After that I just stayed in the RV and took the pictures through the open window. (I don't think gators can jump.) Before I reached Fort Myers I had counted 25 alligators--all huge!  And that was mostly while driving!  And all the time I was wishing someone was with me--I kept shouting, "Holy Cow! Sigh Me, Look at that one!" Sigh Me wasn't the least bit impressed.

I drove into Everglades City for lunch then on to a little town called Chokoloskee on the Gulf.  It was that little tiny community was the hot bed of drug smuggling during the 70's and 80's where boats and small seaplanes would arrive in the middle of the night.  Stories abound in the store above--tales of glory and gore in the days of yore.  Pirates or just aging hippies?  Anyway, a fun place to spend an hour.

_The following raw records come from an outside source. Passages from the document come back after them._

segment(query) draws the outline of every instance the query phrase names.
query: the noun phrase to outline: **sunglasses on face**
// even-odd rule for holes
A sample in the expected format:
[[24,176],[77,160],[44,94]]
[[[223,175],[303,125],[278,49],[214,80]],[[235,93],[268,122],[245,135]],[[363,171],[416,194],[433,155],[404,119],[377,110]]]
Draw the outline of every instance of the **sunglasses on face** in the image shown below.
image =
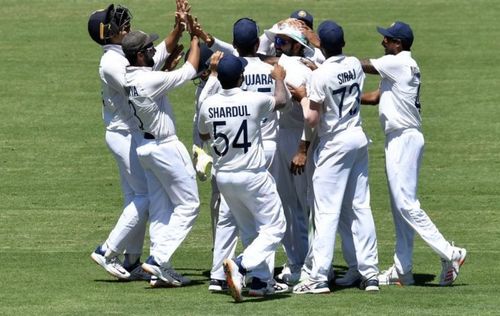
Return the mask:
[[147,47],[144,47],[141,51],[149,54],[149,53],[154,52],[156,50],[155,50],[155,47],[153,45],[148,45]]
[[276,36],[274,38],[274,46],[281,47],[281,46],[285,46],[285,45],[287,45],[289,43],[290,43],[290,41],[287,41],[284,38],[281,38],[281,37],[278,37],[278,36]]

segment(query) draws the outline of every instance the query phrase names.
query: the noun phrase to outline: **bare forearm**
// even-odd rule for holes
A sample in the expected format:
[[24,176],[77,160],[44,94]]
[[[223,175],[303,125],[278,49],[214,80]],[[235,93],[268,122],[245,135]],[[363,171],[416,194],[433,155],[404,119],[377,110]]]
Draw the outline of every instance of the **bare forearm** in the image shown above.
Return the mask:
[[363,59],[361,60],[361,67],[363,67],[363,71],[372,74],[372,75],[378,75],[378,70],[373,66],[371,61],[369,59]]
[[365,92],[361,95],[361,104],[377,105],[380,101],[380,90]]
[[170,32],[170,34],[168,34],[168,36],[165,38],[165,46],[167,47],[167,52],[172,53],[175,50],[179,39],[182,37],[182,31],[182,26],[180,25],[180,23],[177,23],[172,32]]
[[193,67],[198,71],[199,63],[200,63],[200,46],[198,45],[199,39],[198,36],[193,36],[191,39],[191,47],[190,53],[188,57],[188,62],[193,65]]
[[275,80],[274,99],[276,102],[275,110],[279,110],[286,105],[286,87],[282,79]]

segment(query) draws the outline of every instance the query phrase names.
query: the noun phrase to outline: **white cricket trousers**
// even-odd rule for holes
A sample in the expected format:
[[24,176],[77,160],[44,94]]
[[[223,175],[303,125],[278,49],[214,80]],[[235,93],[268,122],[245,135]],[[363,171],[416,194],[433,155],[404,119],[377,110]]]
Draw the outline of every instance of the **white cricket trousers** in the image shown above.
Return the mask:
[[137,131],[106,131],[105,137],[118,165],[124,199],[122,214],[105,243],[113,252],[140,255],[149,216],[146,176],[136,152],[143,136]]
[[358,271],[378,274],[375,224],[368,185],[368,138],[360,127],[325,135],[314,155],[315,235],[310,279],[327,281],[341,213],[352,230]]
[[451,260],[453,247],[439,232],[417,198],[418,174],[424,137],[417,129],[386,135],[385,168],[396,230],[394,263],[399,273],[412,270],[415,232],[443,259]]
[[216,174],[217,185],[231,210],[245,250],[242,265],[251,275],[269,282],[273,275],[269,258],[274,256],[286,229],[276,184],[261,170]]
[[309,251],[307,176],[305,172],[293,175],[290,171],[301,137],[301,128],[280,128],[274,159],[277,188],[287,221],[282,243],[290,266],[302,266]]
[[[271,173],[271,176],[274,176],[273,170],[275,168],[273,168],[273,161],[276,153],[276,142],[273,140],[266,140],[263,142],[263,145],[266,156],[266,169]],[[234,257],[236,245],[238,243],[238,227],[224,197],[219,192],[215,176],[212,177],[211,184],[212,198],[210,208],[212,211],[212,221],[215,218],[215,224],[212,222],[212,227],[215,226],[215,231],[213,235],[214,247],[210,278],[224,280],[226,277],[222,263],[224,262],[224,259]],[[273,273],[274,256],[269,257],[268,266],[271,269],[270,272]],[[260,274],[258,269],[252,271],[252,273]],[[250,273],[250,276],[253,275],[252,273]]]
[[198,216],[196,172],[176,136],[144,139],[137,155],[148,182],[150,254],[160,265],[168,264]]

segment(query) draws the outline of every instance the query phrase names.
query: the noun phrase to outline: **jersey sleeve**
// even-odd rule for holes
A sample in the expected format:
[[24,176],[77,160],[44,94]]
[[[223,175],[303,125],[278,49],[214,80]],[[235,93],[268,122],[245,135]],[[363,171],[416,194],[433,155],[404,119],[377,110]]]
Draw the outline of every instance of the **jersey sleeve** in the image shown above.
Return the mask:
[[155,46],[155,49],[156,53],[153,56],[155,64],[153,66],[153,70],[160,70],[165,64],[168,56],[170,56],[170,53],[167,51],[167,45],[165,44],[165,41],[161,41],[160,44]]
[[209,134],[210,130],[207,126],[207,102],[204,102],[200,106],[200,113],[198,115],[198,132],[200,134]]
[[269,96],[258,92],[254,92],[253,94],[255,95],[255,98],[259,98],[259,103],[261,104],[259,108],[260,118],[265,118],[267,117],[269,112],[274,111],[274,107],[276,106],[276,99],[274,98],[274,96]]
[[382,78],[396,81],[399,76],[399,69],[401,68],[394,55],[385,55],[377,59],[370,59],[373,67],[377,69]]
[[267,37],[264,33],[259,37],[260,43],[257,50],[258,54],[273,56],[274,55],[274,43]]
[[196,70],[189,62],[186,62],[181,68],[174,71],[153,71],[148,75],[151,80],[148,87],[150,90],[148,94],[152,98],[164,95],[169,90],[175,89],[186,81],[191,80],[195,75]]
[[[108,59],[109,60],[109,59]],[[115,91],[125,91],[125,68],[128,62],[118,63],[118,62],[107,62],[105,66],[102,66],[102,80],[106,82],[108,87]]]
[[323,103],[325,101],[325,80],[321,80],[321,73],[314,71],[309,83],[308,98],[316,103]]
[[209,76],[203,90],[201,90],[200,96],[198,98],[198,104],[205,101],[206,98],[216,94],[222,89],[219,80],[215,76]]
[[224,54],[229,54],[229,55],[238,55],[238,52],[236,51],[236,49],[234,49],[233,45],[226,43],[215,37],[214,37],[214,43],[212,44],[212,47],[210,47],[210,50],[213,52],[221,51]]

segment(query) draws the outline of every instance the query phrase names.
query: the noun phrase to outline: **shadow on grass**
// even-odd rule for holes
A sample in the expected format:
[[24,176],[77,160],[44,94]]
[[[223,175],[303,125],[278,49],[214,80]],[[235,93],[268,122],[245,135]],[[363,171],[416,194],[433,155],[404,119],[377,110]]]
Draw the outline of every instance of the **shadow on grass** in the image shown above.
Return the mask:
[[[341,278],[343,277],[347,270],[348,267],[346,266],[333,266],[335,269],[335,278]],[[440,287],[439,284],[435,283],[430,283],[436,279],[435,274],[428,274],[428,273],[415,273],[413,274],[413,278],[415,279],[415,284],[413,286],[426,286],[426,287]],[[332,285],[332,284],[331,284]],[[341,290],[343,288],[350,288],[350,287],[358,287],[359,282],[356,284],[349,286],[349,287],[340,287],[340,286],[334,286],[335,290]],[[331,288],[331,286],[330,286]]]

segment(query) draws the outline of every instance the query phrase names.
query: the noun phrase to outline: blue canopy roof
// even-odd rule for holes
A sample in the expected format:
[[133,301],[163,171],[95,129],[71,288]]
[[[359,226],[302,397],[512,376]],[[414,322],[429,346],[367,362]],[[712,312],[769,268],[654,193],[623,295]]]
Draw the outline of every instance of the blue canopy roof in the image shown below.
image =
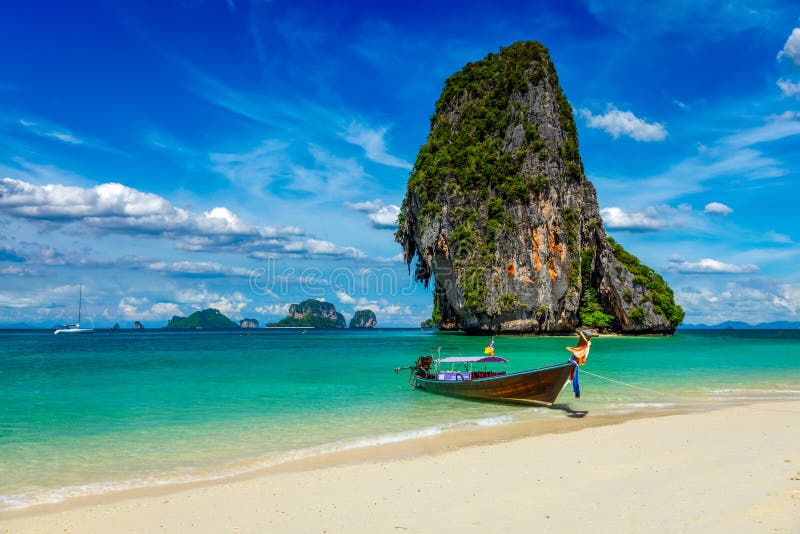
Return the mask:
[[439,363],[508,363],[508,360],[499,356],[450,356],[442,358]]

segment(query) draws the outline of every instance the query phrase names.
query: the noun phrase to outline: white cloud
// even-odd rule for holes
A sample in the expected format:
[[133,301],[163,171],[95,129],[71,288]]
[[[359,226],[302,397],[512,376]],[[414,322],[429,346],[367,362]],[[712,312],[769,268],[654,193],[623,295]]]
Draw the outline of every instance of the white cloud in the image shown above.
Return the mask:
[[778,286],[777,294],[772,297],[772,303],[786,308],[792,315],[797,315],[797,310],[800,310],[800,286],[792,284]]
[[211,261],[157,261],[147,265],[152,271],[188,275],[217,275],[217,276],[250,276],[251,269],[243,267],[226,267],[221,263]]
[[364,202],[345,202],[345,208],[367,214],[373,228],[379,230],[394,230],[397,228],[397,216],[400,215],[400,206],[394,204],[384,205],[380,199]]
[[691,280],[697,285],[675,288],[675,300],[687,311],[687,323],[796,320],[800,311],[800,285],[763,278],[722,284],[715,277]]
[[176,208],[165,198],[118,183],[90,188],[59,184],[34,185],[22,180],[0,180],[0,207],[27,219],[82,221],[106,230],[146,234],[244,235],[275,237],[271,227],[244,223],[233,212],[216,207],[193,213]]
[[783,96],[796,96],[800,98],[800,82],[792,82],[791,80],[784,80],[781,78],[777,83]]
[[97,230],[151,235],[176,240],[190,251],[289,253],[362,258],[354,247],[330,241],[297,239],[296,226],[256,226],[226,207],[192,212],[168,200],[118,183],[94,187],[34,185],[22,180],[0,180],[0,209],[23,219],[60,224],[80,223]]
[[661,218],[655,208],[638,212],[626,212],[617,207],[603,208],[600,210],[600,216],[609,230],[653,231],[662,230],[670,225]]
[[58,184],[39,186],[13,178],[0,180],[0,207],[20,217],[54,220],[146,217],[161,215],[171,208],[157,195],[117,183],[87,189]]
[[117,309],[128,321],[168,321],[173,315],[183,315],[180,306],[174,302],[156,302],[147,307],[148,302],[145,298],[123,297]]
[[215,308],[231,319],[243,319],[242,310],[250,303],[250,299],[238,291],[233,295],[222,295],[219,300],[209,302],[208,308]]
[[783,50],[778,52],[778,59],[788,58],[796,65],[800,65],[800,28],[792,30],[786,43],[783,45]]
[[309,145],[312,164],[298,163],[290,145],[274,139],[245,152],[211,153],[211,169],[255,196],[313,195],[341,198],[366,185],[366,173],[353,158],[340,158],[317,145]]
[[744,148],[798,134],[800,134],[800,115],[794,111],[786,111],[780,115],[767,117],[767,122],[763,126],[723,137],[720,141],[723,145]]
[[388,153],[386,140],[384,139],[387,131],[388,128],[386,127],[372,129],[353,121],[347,127],[347,131],[340,135],[348,143],[363,148],[368,160],[388,165],[389,167],[410,170],[412,165],[409,162]]
[[[376,299],[371,300],[366,297],[359,297],[353,298],[352,296],[337,291],[337,297],[342,304],[352,305],[352,309],[355,310],[372,310],[375,312],[375,315],[378,316],[378,321],[381,320],[382,315],[388,315],[392,317],[405,317],[412,314],[410,306],[403,306],[400,304],[396,304],[393,302],[389,302],[386,299]],[[345,302],[347,301],[347,302]]]
[[248,189],[260,189],[285,172],[288,145],[269,139],[248,152],[209,154],[211,169],[231,182]]
[[19,265],[6,265],[0,267],[0,275],[6,276],[35,276],[37,273],[27,267],[20,267]]
[[336,292],[336,298],[338,298],[339,302],[341,302],[342,304],[355,304],[355,302],[356,302],[356,299],[354,299],[353,297],[351,297],[348,293],[345,293],[344,291],[337,291]]
[[383,201],[376,198],[375,200],[365,200],[364,202],[345,202],[344,207],[351,211],[374,213],[383,207]]
[[205,285],[184,287],[175,292],[175,300],[181,304],[189,304],[194,308],[203,308],[204,304],[220,298],[219,293],[209,291]]
[[776,232],[774,230],[766,232],[764,234],[764,237],[766,238],[767,241],[772,242],[772,243],[782,243],[782,244],[794,243],[792,238],[789,237],[788,235],[782,234],[780,232]]
[[291,304],[265,304],[263,306],[256,306],[255,310],[264,315],[286,315],[289,313],[289,306]]
[[709,202],[705,207],[706,213],[713,213],[716,215],[728,215],[733,212],[733,208],[726,206],[721,202]]
[[59,129],[52,125],[42,125],[25,119],[20,119],[19,124],[40,137],[50,137],[70,145],[83,144],[83,139],[73,135],[71,132],[63,128]]
[[397,216],[400,215],[400,206],[389,204],[375,213],[368,215],[370,223],[375,228],[386,228],[394,230],[397,228]]
[[378,262],[378,263],[405,263],[405,261],[406,261],[405,256],[403,256],[402,252],[398,252],[397,254],[392,256],[391,258],[385,258],[385,257],[382,257],[382,256],[378,256],[378,257],[374,258],[374,260],[376,262]]
[[305,253],[320,256],[343,256],[347,258],[366,258],[367,255],[355,247],[342,247],[321,239],[290,241],[283,245],[286,252]]
[[663,124],[647,122],[640,119],[630,111],[621,111],[613,105],[608,105],[608,110],[603,115],[594,115],[583,108],[580,115],[586,119],[589,128],[599,128],[618,139],[621,135],[636,141],[662,141],[667,137],[667,130]]
[[341,199],[368,184],[364,168],[355,159],[340,158],[322,147],[311,145],[312,167],[293,165],[286,189],[313,194],[326,200]]
[[757,265],[733,265],[712,258],[703,258],[696,262],[690,262],[675,257],[669,260],[668,268],[670,271],[682,274],[745,274],[758,271]]
[[103,150],[105,152],[111,152],[126,157],[129,156],[129,154],[117,148],[111,147],[106,143],[104,143],[103,141],[83,136],[78,136],[73,132],[71,132],[68,128],[55,124],[46,119],[41,119],[41,118],[37,118],[35,120],[19,119],[18,121],[15,122],[15,124],[22,126],[27,132],[42,137],[44,139],[55,139],[56,141],[65,143],[67,145]]

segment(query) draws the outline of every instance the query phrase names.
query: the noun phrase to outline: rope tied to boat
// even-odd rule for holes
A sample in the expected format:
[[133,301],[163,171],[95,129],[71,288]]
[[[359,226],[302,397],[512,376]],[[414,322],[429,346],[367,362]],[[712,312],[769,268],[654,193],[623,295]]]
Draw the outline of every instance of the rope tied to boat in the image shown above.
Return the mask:
[[[634,389],[641,389],[642,391],[649,391],[650,393],[656,393],[658,395],[666,395],[668,397],[680,398],[680,395],[676,395],[674,393],[667,393],[666,391],[656,391],[655,389],[645,388],[645,387],[642,387],[642,386],[637,386],[635,384],[629,384],[628,382],[623,382],[621,380],[615,380],[615,379],[609,378],[607,376],[603,376],[603,375],[599,375],[597,373],[593,373],[591,371],[587,371],[586,369],[584,369],[583,372],[588,374],[588,375],[590,375],[590,376],[593,376],[595,378],[599,378],[601,380],[607,380],[608,382],[613,382],[613,383],[619,384],[621,386],[627,386],[629,388],[634,388]],[[577,380],[578,380],[578,368],[575,367],[575,381],[577,382]],[[574,385],[573,385],[573,388],[574,388]],[[576,397],[579,397],[579,396],[580,395],[576,395]]]

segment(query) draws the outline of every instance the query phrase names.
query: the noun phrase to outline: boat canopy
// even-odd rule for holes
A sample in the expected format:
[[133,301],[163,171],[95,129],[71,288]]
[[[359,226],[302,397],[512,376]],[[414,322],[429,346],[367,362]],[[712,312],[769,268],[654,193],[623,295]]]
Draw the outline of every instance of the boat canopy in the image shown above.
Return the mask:
[[439,363],[508,363],[505,358],[499,356],[450,356],[442,358]]

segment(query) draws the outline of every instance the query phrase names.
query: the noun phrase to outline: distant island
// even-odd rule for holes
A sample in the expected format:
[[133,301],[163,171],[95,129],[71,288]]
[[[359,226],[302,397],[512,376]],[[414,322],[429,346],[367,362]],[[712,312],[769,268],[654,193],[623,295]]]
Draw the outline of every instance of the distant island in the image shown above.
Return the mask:
[[707,324],[685,324],[681,330],[797,330],[800,329],[800,321],[771,321],[769,323],[750,324],[742,321],[725,321],[722,323]]
[[350,328],[375,328],[378,318],[372,310],[358,310],[350,319]]
[[242,319],[239,321],[242,328],[258,328],[258,319]]
[[313,328],[344,328],[344,316],[330,302],[308,299],[289,306],[289,315],[268,326],[305,326]]
[[239,325],[225,317],[219,310],[208,308],[207,310],[196,311],[189,317],[173,315],[164,328],[208,328],[219,330],[239,328]]

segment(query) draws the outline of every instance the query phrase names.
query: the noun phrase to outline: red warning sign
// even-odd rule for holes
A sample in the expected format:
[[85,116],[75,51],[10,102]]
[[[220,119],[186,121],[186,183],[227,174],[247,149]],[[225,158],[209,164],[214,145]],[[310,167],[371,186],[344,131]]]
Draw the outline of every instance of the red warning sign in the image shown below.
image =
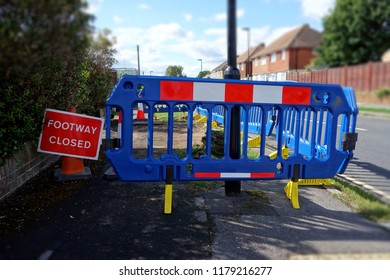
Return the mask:
[[38,152],[96,160],[103,125],[100,118],[46,109]]

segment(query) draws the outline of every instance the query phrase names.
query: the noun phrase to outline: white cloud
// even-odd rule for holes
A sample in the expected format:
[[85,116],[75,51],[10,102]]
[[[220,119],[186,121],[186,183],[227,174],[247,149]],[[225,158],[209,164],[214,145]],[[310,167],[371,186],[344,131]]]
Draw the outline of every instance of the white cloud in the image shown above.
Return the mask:
[[156,44],[161,44],[166,41],[181,41],[189,39],[187,33],[178,23],[162,23],[149,28],[147,36]]
[[184,19],[185,21],[191,21],[192,20],[192,14],[189,14],[189,13],[185,13],[184,14]]
[[237,9],[237,11],[236,11],[236,16],[237,16],[237,18],[241,18],[241,17],[243,17],[245,15],[245,10],[243,10],[243,9]]
[[[211,19],[211,18],[209,18]],[[292,27],[272,30],[270,26],[251,28],[251,47],[270,41]],[[177,22],[161,23],[146,27],[122,27],[113,30],[117,42],[115,67],[137,68],[137,45],[140,46],[141,72],[163,75],[169,65],[181,65],[184,73],[195,77],[200,71],[212,70],[227,58],[226,27],[209,28],[203,33],[184,29]],[[237,54],[247,50],[247,32],[237,28]]]
[[276,28],[276,29],[272,30],[267,35],[267,37],[265,39],[265,44],[269,45],[270,43],[275,41],[277,38],[282,36],[284,33],[286,33],[287,31],[290,31],[291,29],[296,28],[296,27],[298,27],[298,26],[285,26],[285,27],[280,27],[280,28]]
[[95,14],[97,11],[100,10],[103,4],[103,0],[88,0],[87,4],[88,4],[87,12],[89,14]]
[[121,22],[123,22],[123,19],[122,19],[121,17],[119,17],[119,16],[114,16],[113,20],[114,20],[114,22],[116,22],[116,23],[121,23]]
[[[250,47],[257,46],[260,43],[266,43],[268,37],[270,36],[270,27],[263,26],[259,28],[250,29]],[[242,28],[237,29],[237,54],[247,51],[248,49],[248,32]]]
[[225,21],[227,18],[226,13],[218,13],[214,15],[215,21]]
[[[271,29],[262,26],[250,29],[250,46],[269,44],[283,33],[296,26]],[[150,28],[117,28],[113,30],[118,63],[116,67],[137,68],[137,45],[140,46],[141,71],[149,75],[163,75],[169,65],[181,65],[184,73],[195,77],[200,71],[212,70],[227,58],[226,28],[209,28],[202,34],[184,29],[172,22],[157,24]],[[247,50],[247,32],[237,28],[237,54]]]
[[[207,44],[210,47],[213,47],[218,51],[218,56],[214,58],[216,61],[220,61],[226,59],[227,53],[227,31],[226,28],[209,28],[204,30],[204,34],[209,37]],[[214,68],[214,67],[213,67]]]
[[221,36],[226,34],[226,28],[209,28],[203,31],[207,36]]
[[[254,47],[260,43],[270,43],[270,40],[273,40],[278,35],[283,33],[283,31],[289,30],[292,27],[286,27],[277,29],[271,32],[270,26],[262,26],[258,28],[250,29],[250,47]],[[208,37],[213,37],[213,41],[205,42],[205,44],[212,45],[215,49],[218,49],[219,56],[217,61],[222,62],[227,58],[227,31],[226,28],[210,28],[204,31],[204,34]],[[242,28],[237,28],[237,55],[245,52],[248,49],[248,32],[244,31]],[[215,67],[216,65],[214,65]]]
[[[115,67],[137,68],[137,45],[140,47],[141,71],[154,75],[164,74],[172,64],[182,65],[186,71],[191,65],[185,61],[202,54],[192,31],[184,30],[178,23],[157,24],[150,28],[117,28],[113,30],[117,38],[115,48],[118,60]],[[210,47],[211,48],[211,47]],[[200,50],[199,50],[200,49]],[[193,59],[196,64],[196,59]],[[187,72],[187,75],[192,75]],[[197,74],[197,73],[196,73]]]
[[140,10],[149,10],[150,6],[148,4],[139,4],[138,9]]
[[301,0],[303,15],[308,18],[322,19],[334,8],[336,0]]
[[[236,17],[237,18],[241,18],[245,15],[245,10],[244,9],[237,9],[236,10]],[[212,17],[210,18],[207,18],[207,17],[203,17],[201,18],[202,21],[217,21],[217,22],[220,22],[220,21],[226,21],[227,20],[227,13],[226,12],[223,12],[223,13],[217,13],[217,14],[214,14]]]
[[224,56],[225,46],[216,46],[214,42],[204,40],[183,41],[171,46],[177,53],[182,53],[196,61],[201,58],[204,61],[219,61]]

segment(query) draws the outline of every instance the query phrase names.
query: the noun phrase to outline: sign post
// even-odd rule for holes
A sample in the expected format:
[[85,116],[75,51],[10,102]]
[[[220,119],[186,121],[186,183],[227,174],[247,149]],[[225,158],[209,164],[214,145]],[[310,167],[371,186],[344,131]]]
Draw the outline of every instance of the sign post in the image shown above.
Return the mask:
[[38,152],[97,160],[103,125],[97,117],[46,109]]

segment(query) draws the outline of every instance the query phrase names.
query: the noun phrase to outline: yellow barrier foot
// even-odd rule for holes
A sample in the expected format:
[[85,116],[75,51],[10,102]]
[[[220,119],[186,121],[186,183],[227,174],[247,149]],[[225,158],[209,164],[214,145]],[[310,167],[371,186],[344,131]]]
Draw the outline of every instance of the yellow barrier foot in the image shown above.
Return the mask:
[[299,179],[298,185],[300,186],[333,186],[333,182],[329,179]]
[[298,181],[299,181],[299,171],[301,166],[299,164],[294,164],[293,177],[290,182],[284,187],[284,192],[288,199],[290,199],[291,205],[294,209],[299,209],[299,200],[298,200]]
[[[278,151],[269,154],[270,159],[275,159],[278,156]],[[282,158],[287,159],[289,156],[287,146],[282,147]]]
[[201,114],[196,114],[196,115],[194,116],[194,121],[200,120],[201,117],[202,117]]
[[[207,119],[206,119],[206,121],[207,121]],[[200,122],[200,121],[199,121],[199,122]],[[207,127],[207,123],[205,122],[203,128],[206,128],[206,127]],[[211,129],[212,129],[212,130],[223,130],[222,128],[220,128],[220,127],[218,126],[218,123],[217,123],[216,121],[212,121],[212,122],[211,122]]]
[[172,213],[172,185],[165,185],[164,214]]
[[167,165],[164,196],[164,214],[172,213],[172,183],[173,183],[173,166]]
[[284,192],[286,196],[291,201],[291,205],[294,209],[299,209],[299,200],[298,200],[298,187],[299,186],[332,186],[333,182],[329,179],[291,179],[290,182],[284,187]]
[[288,199],[290,199],[291,205],[294,209],[299,209],[299,200],[298,200],[298,182],[290,180],[287,185],[284,187],[284,192]]
[[288,148],[287,148],[287,146],[284,146],[284,147],[282,148],[282,158],[283,158],[283,159],[287,159],[288,156],[289,156],[289,154],[288,154]]
[[248,140],[248,147],[257,148],[260,147],[261,136],[257,135],[256,137]]
[[207,117],[204,116],[204,117],[201,117],[200,119],[196,120],[197,123],[205,123],[207,122]]

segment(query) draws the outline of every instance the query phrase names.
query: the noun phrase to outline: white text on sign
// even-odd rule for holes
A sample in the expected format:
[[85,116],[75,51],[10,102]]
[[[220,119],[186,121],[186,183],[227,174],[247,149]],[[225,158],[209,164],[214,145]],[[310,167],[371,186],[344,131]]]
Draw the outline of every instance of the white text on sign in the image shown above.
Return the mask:
[[97,159],[103,119],[46,109],[38,151],[56,155]]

Sometimes I really wish I could paint.

As I drove back through Everglade City I parked and walked on the bridge to see if I could spot any manatees.

The water wasn't that clear...The tannic acid that leaches out from the mangroves makes the water the color of a very strong tea.

The boats that ferry the tourists into the swamp for closeup views of the alligators (they should have traveled with me that morning) went whizzing under the bridge...I counted dozens of boats and they all had extra passengers riding in the bow.  Did someone train the birds?  Do those pelicans get paid in fish for riding on the boats?  Or do they just like going for a ride?

Anyway, every single boat had one or two birds on board to the sheer delight of the tourists.

Halcyon II--my little home.

As soon as I left the Tamiami Trail I wanted to go back.  It was absolutely fascinating--wild and accessible at the same time.  I also would love to get a picture of one of those cats--maybe next time.


  1. Another great blog, Toni. I read them all.
    If you would have watched more Swamp People on TV you wouldn't have let those gators get that close. They get 3-4 feet out of the water to get the bait.


  2. Thanks for letting me know. Now I hope I don't have nightmares.